The Guardian has launched a new “headnotes” series, as part of its Law blog. The series, which provides a brief and accessible guide to cases of topical interest, is likely to […]
The Guardian has launched a new “headnotes” series, as part of its Law blog. The series, which provides a brief and accessible guide to cases of topical interest, is likely to be of interest to prospective Law students.
The first case to be featured in the series is R (on the application of Gujra) v Crown Prosecution Service. The case involves a challenge to a decision by the Director of Public Prosecutions to take over a private prosecution – that is, criminal proceedings brought by one individual against another – in order to discontinue those proceedings.
Most prosecutions are brought by the state, in the form of the Crown Prosecution Service. But if the CPS decides not to prosecute – either because it thinks there is insufficient evidence or because it thinks the public interest does not warrant prosecution – it may be open to an individual citizen to do so. In Gujra, the DPP took over the proceedings (in which Mr Gujra alleged he had been the victim of criminal assaults) and discontinued them on the ground that there was not thought to be a realistic prospect of conviction.
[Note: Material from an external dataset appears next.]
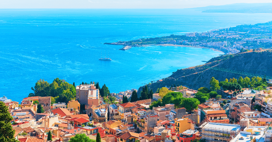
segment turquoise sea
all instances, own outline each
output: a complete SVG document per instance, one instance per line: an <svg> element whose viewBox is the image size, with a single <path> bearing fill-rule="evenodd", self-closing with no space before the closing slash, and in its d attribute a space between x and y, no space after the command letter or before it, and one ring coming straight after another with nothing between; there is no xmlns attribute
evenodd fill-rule
<svg viewBox="0 0 272 142"><path fill-rule="evenodd" d="M98 82L111 92L138 89L222 53L154 46L122 51L122 46L103 44L264 23L271 17L192 9L0 9L0 90L21 102L37 80L51 83L57 77L78 85ZM112 60L98 60L105 53Z"/></svg>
This raises an important question about the extent to which the state – in the person of the DPP – should be permitted to halt private prosecutions. As Lord Mance observed in Jones v Whalley  UKHL 41, “[t]he right of private prosecution operates and has been explained at the highest level as a safeguard against wrongful refusal or failure by public prosecuting authorities to institute proceedings”. It thus provides – as the Guardian piece puts it – “a safety net against failures, refusals and wrongdoing on the part of those whose job it is to bring public prosecutions”. When the Supreme Court decides the Gujra case, this will help to determine more precisely the extent of that “safety net”.